Understanding the difference between direct and contributory patent infringement is important when drafting contracts for a tech company.
As counsel to multiple technology companies, I am always baffled when a negotiating counterpart disputes there are multiple types of infringement, followed by a demand my client bears the burden “for any and all patent infringement” related to its product. In reality, if your client signs a contract accepting the onus for “any and all patent infringement”, your client (if its product is successful) will certainly be either defending or paying a third party’s cost for defending a patent infringement lawsuit. Instead, consider only agreeing to liability based on claims your client’s product “directly infringed a patent”. Being responsible only for claims alleging direct patent infringement, your client will not have to concern itself with having to defend claims contributory infringement. Contributory infringement usually rears its ugly head as part of a scatter shot pleading in which a lawyer names every party or person tangentially related to your product or its use. Patent infringement lawsuits are expensive. Limiting your clients exposure to these lawsuits is something to strongly consider when drafting a contract for a tech company client.

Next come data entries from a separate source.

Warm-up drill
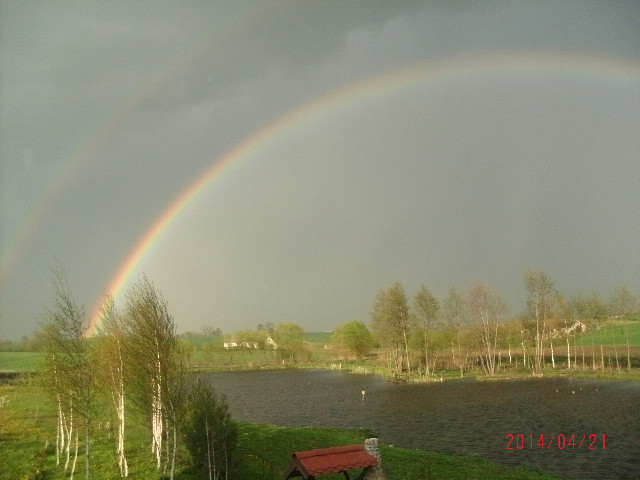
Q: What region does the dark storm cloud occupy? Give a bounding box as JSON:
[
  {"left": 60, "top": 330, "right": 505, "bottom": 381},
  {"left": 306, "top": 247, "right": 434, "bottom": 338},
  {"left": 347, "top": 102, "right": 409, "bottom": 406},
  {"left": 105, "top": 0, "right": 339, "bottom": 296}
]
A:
[{"left": 0, "top": 1, "right": 640, "bottom": 338}]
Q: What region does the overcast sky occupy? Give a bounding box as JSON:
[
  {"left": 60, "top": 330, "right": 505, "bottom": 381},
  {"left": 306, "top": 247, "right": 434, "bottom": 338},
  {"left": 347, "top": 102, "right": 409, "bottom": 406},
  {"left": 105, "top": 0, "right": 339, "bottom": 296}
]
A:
[{"left": 0, "top": 0, "right": 640, "bottom": 338}]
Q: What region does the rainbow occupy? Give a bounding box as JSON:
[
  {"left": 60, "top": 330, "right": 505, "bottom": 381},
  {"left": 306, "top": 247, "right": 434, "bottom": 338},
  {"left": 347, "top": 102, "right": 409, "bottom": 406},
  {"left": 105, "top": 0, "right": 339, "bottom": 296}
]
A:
[
  {"left": 0, "top": 0, "right": 286, "bottom": 285},
  {"left": 88, "top": 52, "right": 640, "bottom": 334}
]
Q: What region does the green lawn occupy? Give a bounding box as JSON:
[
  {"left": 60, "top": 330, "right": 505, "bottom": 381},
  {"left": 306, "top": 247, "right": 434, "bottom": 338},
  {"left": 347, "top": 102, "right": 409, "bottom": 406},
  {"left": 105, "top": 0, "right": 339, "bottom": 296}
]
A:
[{"left": 0, "top": 384, "right": 556, "bottom": 480}]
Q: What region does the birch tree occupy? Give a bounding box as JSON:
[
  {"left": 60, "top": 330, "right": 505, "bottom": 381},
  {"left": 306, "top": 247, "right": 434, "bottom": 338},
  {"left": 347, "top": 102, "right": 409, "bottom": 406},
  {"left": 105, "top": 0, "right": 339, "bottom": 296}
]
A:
[
  {"left": 123, "top": 277, "right": 185, "bottom": 478},
  {"left": 97, "top": 297, "right": 129, "bottom": 478},
  {"left": 41, "top": 268, "right": 95, "bottom": 479},
  {"left": 524, "top": 269, "right": 554, "bottom": 372},
  {"left": 371, "top": 283, "right": 411, "bottom": 374},
  {"left": 609, "top": 287, "right": 638, "bottom": 372},
  {"left": 413, "top": 285, "right": 440, "bottom": 377},
  {"left": 182, "top": 379, "right": 238, "bottom": 480},
  {"left": 466, "top": 282, "right": 507, "bottom": 375},
  {"left": 442, "top": 287, "right": 467, "bottom": 378}
]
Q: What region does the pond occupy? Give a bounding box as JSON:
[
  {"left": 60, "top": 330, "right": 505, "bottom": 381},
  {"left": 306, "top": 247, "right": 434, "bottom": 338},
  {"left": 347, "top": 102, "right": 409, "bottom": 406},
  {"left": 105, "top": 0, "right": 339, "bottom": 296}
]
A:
[{"left": 201, "top": 369, "right": 640, "bottom": 479}]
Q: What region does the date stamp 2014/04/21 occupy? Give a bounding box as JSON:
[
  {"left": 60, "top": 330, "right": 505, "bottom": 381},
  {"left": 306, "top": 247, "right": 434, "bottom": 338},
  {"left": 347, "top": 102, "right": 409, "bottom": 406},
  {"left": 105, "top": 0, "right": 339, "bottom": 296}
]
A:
[{"left": 504, "top": 433, "right": 607, "bottom": 450}]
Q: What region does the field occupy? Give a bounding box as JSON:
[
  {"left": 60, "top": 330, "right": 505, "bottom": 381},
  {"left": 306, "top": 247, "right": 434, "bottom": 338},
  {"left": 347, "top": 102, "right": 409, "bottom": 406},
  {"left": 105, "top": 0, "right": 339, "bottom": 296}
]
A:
[
  {"left": 0, "top": 352, "right": 44, "bottom": 372},
  {"left": 0, "top": 378, "right": 556, "bottom": 480},
  {"left": 577, "top": 320, "right": 640, "bottom": 346}
]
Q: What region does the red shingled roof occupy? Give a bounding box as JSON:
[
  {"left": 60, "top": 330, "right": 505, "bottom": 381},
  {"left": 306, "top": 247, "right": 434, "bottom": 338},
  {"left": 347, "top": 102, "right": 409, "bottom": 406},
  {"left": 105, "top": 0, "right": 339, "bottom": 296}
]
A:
[{"left": 285, "top": 445, "right": 378, "bottom": 478}]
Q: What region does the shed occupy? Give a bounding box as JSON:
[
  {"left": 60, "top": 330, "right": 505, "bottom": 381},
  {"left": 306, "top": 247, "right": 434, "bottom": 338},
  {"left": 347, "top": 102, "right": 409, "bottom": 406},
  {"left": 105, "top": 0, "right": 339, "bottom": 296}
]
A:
[{"left": 284, "top": 445, "right": 378, "bottom": 480}]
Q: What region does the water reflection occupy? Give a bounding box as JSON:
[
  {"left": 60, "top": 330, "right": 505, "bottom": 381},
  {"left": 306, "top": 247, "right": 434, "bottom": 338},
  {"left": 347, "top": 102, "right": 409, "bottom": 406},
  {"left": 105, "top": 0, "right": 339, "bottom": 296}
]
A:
[{"left": 203, "top": 370, "right": 640, "bottom": 479}]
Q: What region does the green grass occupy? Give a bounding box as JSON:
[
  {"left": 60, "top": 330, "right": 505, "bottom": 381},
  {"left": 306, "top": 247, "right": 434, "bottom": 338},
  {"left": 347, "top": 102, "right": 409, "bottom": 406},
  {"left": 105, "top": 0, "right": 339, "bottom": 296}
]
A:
[
  {"left": 576, "top": 320, "right": 640, "bottom": 347},
  {"left": 0, "top": 382, "right": 556, "bottom": 480},
  {"left": 0, "top": 352, "right": 44, "bottom": 372}
]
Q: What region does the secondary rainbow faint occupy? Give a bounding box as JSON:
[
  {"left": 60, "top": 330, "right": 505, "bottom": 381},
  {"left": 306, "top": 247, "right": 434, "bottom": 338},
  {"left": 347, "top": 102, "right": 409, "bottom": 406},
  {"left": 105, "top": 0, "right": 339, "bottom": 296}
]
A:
[
  {"left": 0, "top": 0, "right": 289, "bottom": 285},
  {"left": 88, "top": 52, "right": 640, "bottom": 335}
]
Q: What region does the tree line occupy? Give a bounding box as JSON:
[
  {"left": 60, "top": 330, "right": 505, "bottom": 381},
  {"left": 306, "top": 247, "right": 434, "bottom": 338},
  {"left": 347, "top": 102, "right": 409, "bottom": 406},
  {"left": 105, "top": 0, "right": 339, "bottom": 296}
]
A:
[
  {"left": 333, "top": 269, "right": 639, "bottom": 378},
  {"left": 39, "top": 269, "right": 237, "bottom": 480}
]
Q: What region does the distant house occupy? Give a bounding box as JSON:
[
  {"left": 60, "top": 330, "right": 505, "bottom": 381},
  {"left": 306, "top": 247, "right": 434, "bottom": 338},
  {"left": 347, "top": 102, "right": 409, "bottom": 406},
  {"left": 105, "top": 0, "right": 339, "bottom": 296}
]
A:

A good analysis of contributory infringement, in which the Court held contributory infringement does not exist without first having direct infringement is in the recent case of Limelight Networks, Inc. v. Akamai Technologies, Inc. -S. CT.- 2014 WL 2440536 (2014).

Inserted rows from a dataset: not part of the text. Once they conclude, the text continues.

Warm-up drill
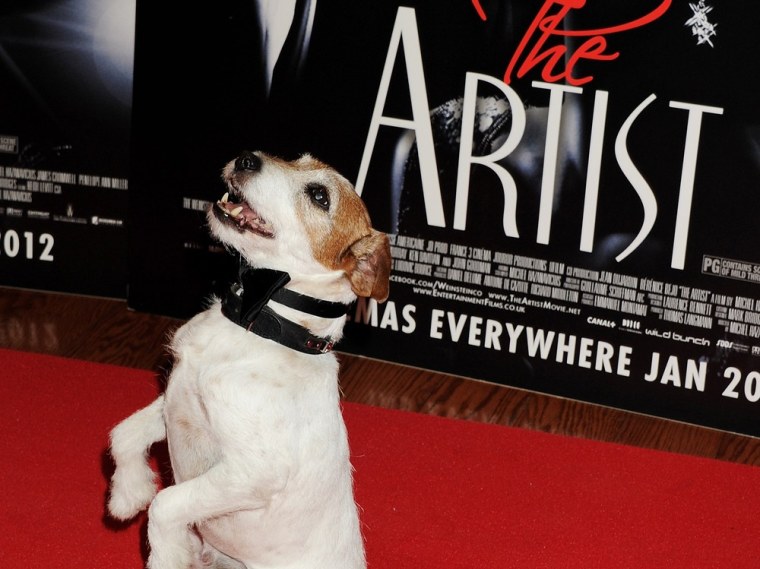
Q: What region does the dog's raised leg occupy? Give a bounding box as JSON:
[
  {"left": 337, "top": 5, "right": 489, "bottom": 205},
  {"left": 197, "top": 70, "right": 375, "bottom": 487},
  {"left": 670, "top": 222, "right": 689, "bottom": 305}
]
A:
[
  {"left": 148, "top": 462, "right": 287, "bottom": 569},
  {"left": 108, "top": 395, "right": 166, "bottom": 520}
]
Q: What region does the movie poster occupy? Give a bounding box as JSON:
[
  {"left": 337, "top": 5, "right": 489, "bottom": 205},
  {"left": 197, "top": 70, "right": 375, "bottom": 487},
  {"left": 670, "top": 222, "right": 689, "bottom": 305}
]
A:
[
  {"left": 0, "top": 0, "right": 135, "bottom": 298},
  {"left": 129, "top": 0, "right": 760, "bottom": 435}
]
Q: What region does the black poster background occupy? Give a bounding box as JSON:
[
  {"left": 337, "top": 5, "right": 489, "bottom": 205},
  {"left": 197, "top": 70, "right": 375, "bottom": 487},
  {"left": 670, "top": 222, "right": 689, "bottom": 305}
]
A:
[
  {"left": 0, "top": 0, "right": 135, "bottom": 298},
  {"left": 128, "top": 0, "right": 760, "bottom": 435}
]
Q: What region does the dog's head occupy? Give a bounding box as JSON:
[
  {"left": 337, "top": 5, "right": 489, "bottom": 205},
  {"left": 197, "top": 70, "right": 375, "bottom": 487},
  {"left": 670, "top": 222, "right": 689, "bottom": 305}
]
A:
[{"left": 208, "top": 152, "right": 391, "bottom": 302}]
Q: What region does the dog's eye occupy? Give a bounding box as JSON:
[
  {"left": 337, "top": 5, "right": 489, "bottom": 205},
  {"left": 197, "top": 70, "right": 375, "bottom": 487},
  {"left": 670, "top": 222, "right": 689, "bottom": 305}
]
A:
[{"left": 306, "top": 184, "right": 330, "bottom": 211}]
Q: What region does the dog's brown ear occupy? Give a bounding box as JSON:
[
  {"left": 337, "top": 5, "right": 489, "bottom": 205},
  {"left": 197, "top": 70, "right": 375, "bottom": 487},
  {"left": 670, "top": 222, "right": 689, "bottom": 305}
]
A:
[{"left": 343, "top": 229, "right": 391, "bottom": 302}]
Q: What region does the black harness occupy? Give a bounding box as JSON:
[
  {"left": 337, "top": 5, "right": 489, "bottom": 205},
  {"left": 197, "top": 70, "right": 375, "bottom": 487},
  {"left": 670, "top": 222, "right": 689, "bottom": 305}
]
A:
[{"left": 222, "top": 267, "right": 349, "bottom": 355}]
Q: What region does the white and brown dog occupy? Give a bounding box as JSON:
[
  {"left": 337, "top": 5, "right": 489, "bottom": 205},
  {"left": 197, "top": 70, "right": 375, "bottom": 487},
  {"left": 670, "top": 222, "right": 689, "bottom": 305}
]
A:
[{"left": 108, "top": 152, "right": 390, "bottom": 569}]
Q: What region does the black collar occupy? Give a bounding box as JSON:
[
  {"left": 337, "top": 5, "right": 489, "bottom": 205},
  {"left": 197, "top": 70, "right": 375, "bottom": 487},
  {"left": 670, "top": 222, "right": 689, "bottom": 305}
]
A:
[{"left": 222, "top": 268, "right": 348, "bottom": 354}]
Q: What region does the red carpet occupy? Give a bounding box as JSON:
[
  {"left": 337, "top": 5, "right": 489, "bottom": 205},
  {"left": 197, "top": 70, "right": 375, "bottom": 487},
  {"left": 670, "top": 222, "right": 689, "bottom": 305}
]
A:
[{"left": 0, "top": 350, "right": 760, "bottom": 569}]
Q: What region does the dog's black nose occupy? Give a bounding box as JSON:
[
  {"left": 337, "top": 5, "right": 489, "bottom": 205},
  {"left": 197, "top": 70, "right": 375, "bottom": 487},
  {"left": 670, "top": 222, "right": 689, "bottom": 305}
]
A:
[{"left": 235, "top": 152, "right": 261, "bottom": 172}]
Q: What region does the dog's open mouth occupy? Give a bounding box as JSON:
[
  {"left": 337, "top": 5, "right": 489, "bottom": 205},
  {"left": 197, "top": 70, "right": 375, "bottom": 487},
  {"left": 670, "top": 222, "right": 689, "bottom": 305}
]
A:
[{"left": 214, "top": 193, "right": 274, "bottom": 237}]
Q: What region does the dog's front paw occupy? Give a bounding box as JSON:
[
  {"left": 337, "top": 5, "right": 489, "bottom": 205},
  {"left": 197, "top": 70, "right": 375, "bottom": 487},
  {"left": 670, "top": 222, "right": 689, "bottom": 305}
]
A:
[{"left": 108, "top": 468, "right": 156, "bottom": 520}]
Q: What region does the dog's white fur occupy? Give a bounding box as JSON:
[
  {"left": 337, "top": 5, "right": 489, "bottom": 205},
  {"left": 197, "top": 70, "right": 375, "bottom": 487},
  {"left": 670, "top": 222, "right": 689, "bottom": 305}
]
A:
[{"left": 108, "top": 152, "right": 390, "bottom": 569}]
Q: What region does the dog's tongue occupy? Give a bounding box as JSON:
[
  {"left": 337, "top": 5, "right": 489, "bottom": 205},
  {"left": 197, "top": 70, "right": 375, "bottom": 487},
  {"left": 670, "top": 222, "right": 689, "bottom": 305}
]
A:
[{"left": 216, "top": 194, "right": 272, "bottom": 236}]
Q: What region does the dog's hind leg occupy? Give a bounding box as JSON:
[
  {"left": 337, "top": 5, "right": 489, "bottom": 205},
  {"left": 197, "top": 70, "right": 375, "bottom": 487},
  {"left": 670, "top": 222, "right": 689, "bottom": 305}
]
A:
[
  {"left": 201, "top": 543, "right": 245, "bottom": 569},
  {"left": 108, "top": 395, "right": 166, "bottom": 520}
]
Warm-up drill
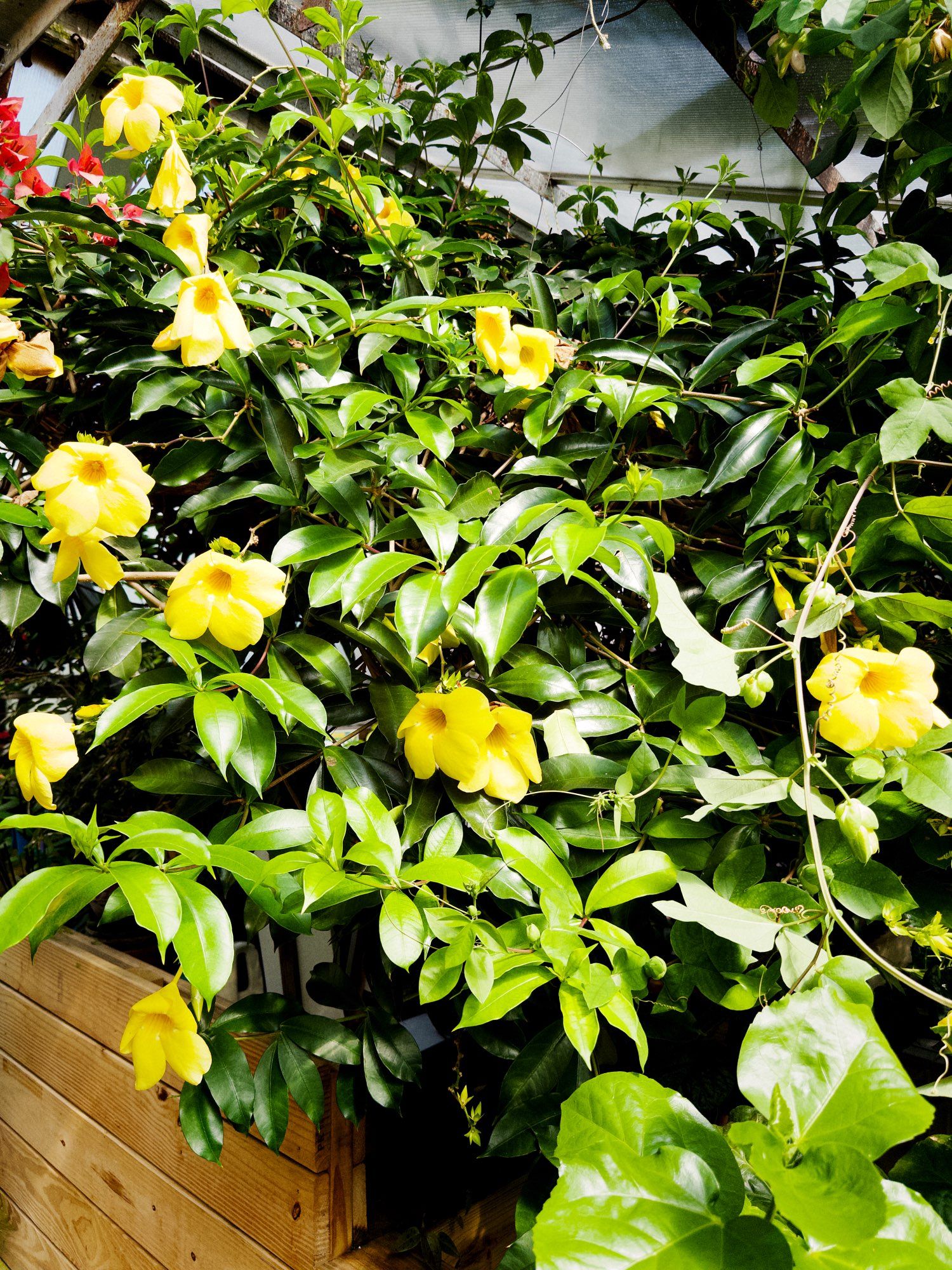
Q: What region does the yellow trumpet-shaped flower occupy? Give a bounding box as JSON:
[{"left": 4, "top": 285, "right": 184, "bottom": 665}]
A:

Although businesses should review their standard “form” contracts annually with their attorney, many do not. Most often changes to year’s old contracts occur after a deal has gone bad or an expensive lawsuit has been lost. Hidden “time bombs” await businesses in the form of “the law has changed since we first used this contract” or ” this provision has not been enforced by a court in years”. However, every so often news of a court case, ruling or new statute froths to the top and successful businesses take the necessary steps to adapt their businesses and their contracts accordingly. The recent Florida Supreme Court decision in Tiara Condominium Assoc. v. Marsh & McClennan Companies, Inc. (SC10-1022) should be one of those instances.
In the Tiara Condominium case, the Florida Supreme Court severely limited the “Economic Loss Rule”. This means business that may not have been able to sue for breach of contract, because the actual contract said they could not (clauses limiting certain damages or liability, etc.) have a second chance. Lawsuits seeking damages for tort claims like negligence can now be filed even though a claim for breach of contract, on the same set of facts, is not available.

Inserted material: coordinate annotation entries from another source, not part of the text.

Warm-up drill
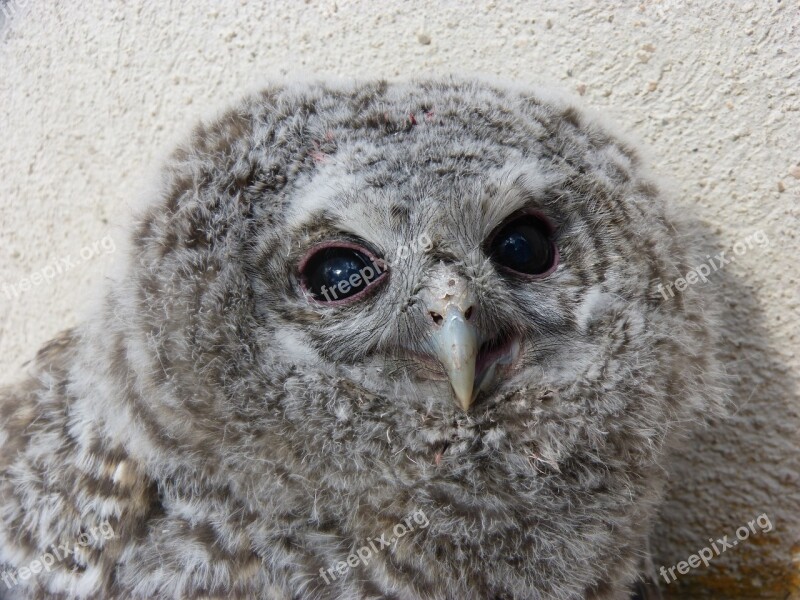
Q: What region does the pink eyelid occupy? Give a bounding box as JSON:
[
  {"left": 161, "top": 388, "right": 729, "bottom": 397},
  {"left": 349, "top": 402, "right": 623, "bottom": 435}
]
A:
[{"left": 297, "top": 241, "right": 389, "bottom": 306}]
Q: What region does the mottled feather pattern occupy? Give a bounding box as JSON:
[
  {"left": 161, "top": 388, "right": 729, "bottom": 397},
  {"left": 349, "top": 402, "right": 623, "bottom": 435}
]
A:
[{"left": 0, "top": 78, "right": 723, "bottom": 600}]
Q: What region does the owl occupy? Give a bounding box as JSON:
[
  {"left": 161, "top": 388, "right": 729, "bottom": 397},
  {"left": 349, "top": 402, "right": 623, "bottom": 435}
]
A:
[{"left": 0, "top": 76, "right": 722, "bottom": 600}]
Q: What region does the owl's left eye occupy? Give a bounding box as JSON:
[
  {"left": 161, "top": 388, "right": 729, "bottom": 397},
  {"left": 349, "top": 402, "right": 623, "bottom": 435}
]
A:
[
  {"left": 300, "top": 242, "right": 386, "bottom": 302},
  {"left": 489, "top": 215, "right": 558, "bottom": 278}
]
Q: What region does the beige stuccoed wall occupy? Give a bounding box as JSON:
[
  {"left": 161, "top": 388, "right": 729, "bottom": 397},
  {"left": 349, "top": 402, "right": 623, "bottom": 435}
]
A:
[{"left": 0, "top": 0, "right": 800, "bottom": 598}]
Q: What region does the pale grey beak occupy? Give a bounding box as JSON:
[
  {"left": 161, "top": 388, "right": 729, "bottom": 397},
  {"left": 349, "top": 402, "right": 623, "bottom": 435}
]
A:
[
  {"left": 431, "top": 304, "right": 478, "bottom": 412},
  {"left": 422, "top": 264, "right": 480, "bottom": 411}
]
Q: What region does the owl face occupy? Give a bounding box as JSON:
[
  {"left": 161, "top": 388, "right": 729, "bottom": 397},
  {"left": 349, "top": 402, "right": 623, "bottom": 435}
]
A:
[
  {"left": 261, "top": 155, "right": 570, "bottom": 411},
  {"left": 130, "top": 76, "right": 711, "bottom": 496},
  {"left": 108, "top": 80, "right": 717, "bottom": 597}
]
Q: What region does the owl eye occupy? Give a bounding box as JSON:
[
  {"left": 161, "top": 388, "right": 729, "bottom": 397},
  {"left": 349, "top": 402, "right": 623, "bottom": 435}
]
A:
[
  {"left": 489, "top": 215, "right": 558, "bottom": 277},
  {"left": 300, "top": 243, "right": 386, "bottom": 302}
]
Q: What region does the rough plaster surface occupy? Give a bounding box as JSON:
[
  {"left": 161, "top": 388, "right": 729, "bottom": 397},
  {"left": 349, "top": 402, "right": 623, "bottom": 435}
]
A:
[{"left": 0, "top": 0, "right": 800, "bottom": 598}]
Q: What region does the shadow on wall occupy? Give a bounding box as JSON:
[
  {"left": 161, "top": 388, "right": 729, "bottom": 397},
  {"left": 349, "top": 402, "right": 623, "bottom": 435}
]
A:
[{"left": 651, "top": 227, "right": 800, "bottom": 600}]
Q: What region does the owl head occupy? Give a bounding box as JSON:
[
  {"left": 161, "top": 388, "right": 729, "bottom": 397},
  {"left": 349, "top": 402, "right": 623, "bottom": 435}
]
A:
[{"left": 101, "top": 78, "right": 719, "bottom": 589}]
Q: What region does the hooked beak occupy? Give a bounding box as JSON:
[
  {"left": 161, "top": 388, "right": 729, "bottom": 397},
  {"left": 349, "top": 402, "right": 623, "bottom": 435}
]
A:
[
  {"left": 422, "top": 264, "right": 480, "bottom": 412},
  {"left": 431, "top": 304, "right": 478, "bottom": 412}
]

To businesses that update their contracts regularly, the court’s decision restricting the confusing and often sloppily applied Economic Loss Rule will be welcome. These businesses will have their attorneys review their contracts for the best way to adapt to the court’s ruling. Most likely contract provisions regarding liability and damage limitations, indemnity, insurance and dispute resolution will be modified. Unfortunately, for many businesses the effect of the court’s decision will only be known at a later, much more expensive, date.